LinuxLists.cc - [PATCH v2 0/2] Fixup for discontiguous/sparse numa nodes

2017-08-21 09:27:39

Subject: [PATCH v2 0/2] Fixup for discontiguous/sparse numa nodes

From: Satheesh Rajendran <[email protected]>

Certain systems would have sparse/discontinguous
numa nodes.
perf bench numa doesnt work well on such nodes.
1. It shows wrong values.
2. It can hang.
3. It can show redundant information for non-existant nodes.

#numactl -H
available: 2 nodes (0,8)
node 0 cpus: 0 1 2 3 4 5 6 7
node 0 size: 61352 MB
node 0 free: 57168 MB
node 8 cpus: 8 9 10 11 12 13 14 15
node 8 size: 65416 MB
node 8 free: 36593 MB
node distances:
node 0 8
0: 10 40
8: 40 10

Scenario 1:

Before Fix:
# perf bench numa mem --no-data_rand_walk -p 2 -t 20 -G 0 -P 3072 -T 0 -l 50 -c -s 1000
...
...
# 40 tasks will execute (on 9 nodes, 16 CPUs): ----> Wrong number of nodes
...
# 2.0% [0.2 mins] 1/1 0/0 0/0 0/0 0/0 0/0 0/0 0/0 4/1 [ 4/2 ] l: 0-0 ( 0) ----> Shows info on non-existant nodes.

After Fix:
# ./perf bench numa mem --no-data_rand_walk -p 2 -t 20 -G 0 -P 3072 -T 0 -l 50 -c -s 1000
...
...
# 40 tasks will execute (on 2 nodes, 16 CPUs):
...
# 2.0% [0.2 mins] 9/1 0/0 [ 9/1 ] l: 0-0 ( 0)
# 4.0% [0.4 mins] 21/2 19/1 [ 2/3 ] l: 0-1 ( 1) {1-2}

Scenario 2:

Before Fix:
# perf bench numa all
# Running numa/mem benchmark...
....
...
# Running RAM-bw-remote, "perf bench numa mem -p 1 -t 1 -P 1024 -C 0 -M 1 -s 20 -zZq --thp 1 --no-data_rand_walk"
perf: bench/numa.c:306: bind_to_memnode: Assertion `!(ret)' failed. ------------> Got hung

After Fix:
# ./perf bench numa all
# Running numa/mem benchmark...
....
...
# Running RAM-bw-remote, "perf bench numa mem -p 1 -t 1 -P 1024 -C 0 -M 1 -s 20 -zZq --thp 1 --no-data_rand_walk"

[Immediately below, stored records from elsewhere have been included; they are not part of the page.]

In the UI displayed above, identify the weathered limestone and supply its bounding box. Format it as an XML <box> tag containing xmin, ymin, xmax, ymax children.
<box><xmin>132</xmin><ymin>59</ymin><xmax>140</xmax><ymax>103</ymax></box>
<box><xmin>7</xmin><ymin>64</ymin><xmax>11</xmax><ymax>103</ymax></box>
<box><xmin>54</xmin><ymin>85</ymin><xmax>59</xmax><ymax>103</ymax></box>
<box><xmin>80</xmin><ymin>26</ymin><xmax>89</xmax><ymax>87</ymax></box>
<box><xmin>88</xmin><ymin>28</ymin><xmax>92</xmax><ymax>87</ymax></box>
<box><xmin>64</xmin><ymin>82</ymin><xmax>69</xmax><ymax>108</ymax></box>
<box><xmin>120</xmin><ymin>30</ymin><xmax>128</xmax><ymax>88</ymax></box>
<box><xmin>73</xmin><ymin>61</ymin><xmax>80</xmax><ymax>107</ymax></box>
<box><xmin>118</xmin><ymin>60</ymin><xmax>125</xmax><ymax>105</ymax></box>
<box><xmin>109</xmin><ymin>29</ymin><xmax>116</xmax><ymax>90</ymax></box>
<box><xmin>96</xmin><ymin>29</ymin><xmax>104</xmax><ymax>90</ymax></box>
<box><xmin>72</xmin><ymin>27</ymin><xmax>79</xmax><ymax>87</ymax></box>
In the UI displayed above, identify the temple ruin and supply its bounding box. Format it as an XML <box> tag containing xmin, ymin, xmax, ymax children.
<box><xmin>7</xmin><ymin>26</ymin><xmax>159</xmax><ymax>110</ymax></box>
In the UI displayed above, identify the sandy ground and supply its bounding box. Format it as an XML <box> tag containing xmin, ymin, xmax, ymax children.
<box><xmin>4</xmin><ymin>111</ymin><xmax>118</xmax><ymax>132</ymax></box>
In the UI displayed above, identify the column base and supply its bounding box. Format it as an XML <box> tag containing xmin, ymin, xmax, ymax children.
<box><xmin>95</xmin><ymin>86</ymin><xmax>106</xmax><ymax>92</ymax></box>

# NOTE: ignoring bind NODEs starting at NODE#1
# NOTE: 0 tasks mem-bound, 1 tasks unbound
20.017 secs slowest (max) thread-runtime
20.000 secs fastest (min) thread-runtime
20.006 secs average thread-runtime
0.043 % difference between max/avg runtime
413.794 GB data processed, per thread
413.794 GB data processed, total
0.048 nsecs/byte/thread runtime
20.672 GB/sec/thread speed
20.672 GB/sec total speed

Changes in v2:
Fixed review comments for function names and alloc failure handle

Satheesh Rajendran (2):
perf/bench/numa: Add functions to detect sparse numa nodes
perf/bench/numa: Handle discontiguous/sparse numa nodes

tools/perf/bench/numa.c | 52 ++++++++++++++++++++++++++++++++++++++++++-------
1 file changed, 45 insertions(+), 7 deletions(-)

--
2.7.4

2017-08-21 09:28:06

by Satheesh Rajendran

[permalink] [raw]

Subject: [PATCH v2 1/2] perf/bench/numa: Add functions to detect sparse numa nodes

From: Satheesh Rajendran <[email protected]>

Added functions 1) to get a count of all nodes that are exposed to
userspace. These nodes could be memoryless cpu nodes or cpuless memory
nodes, 2) to check given node is present and 3) to check given
node has cpus

This information can be used to handle sparse/discontiguous nodes.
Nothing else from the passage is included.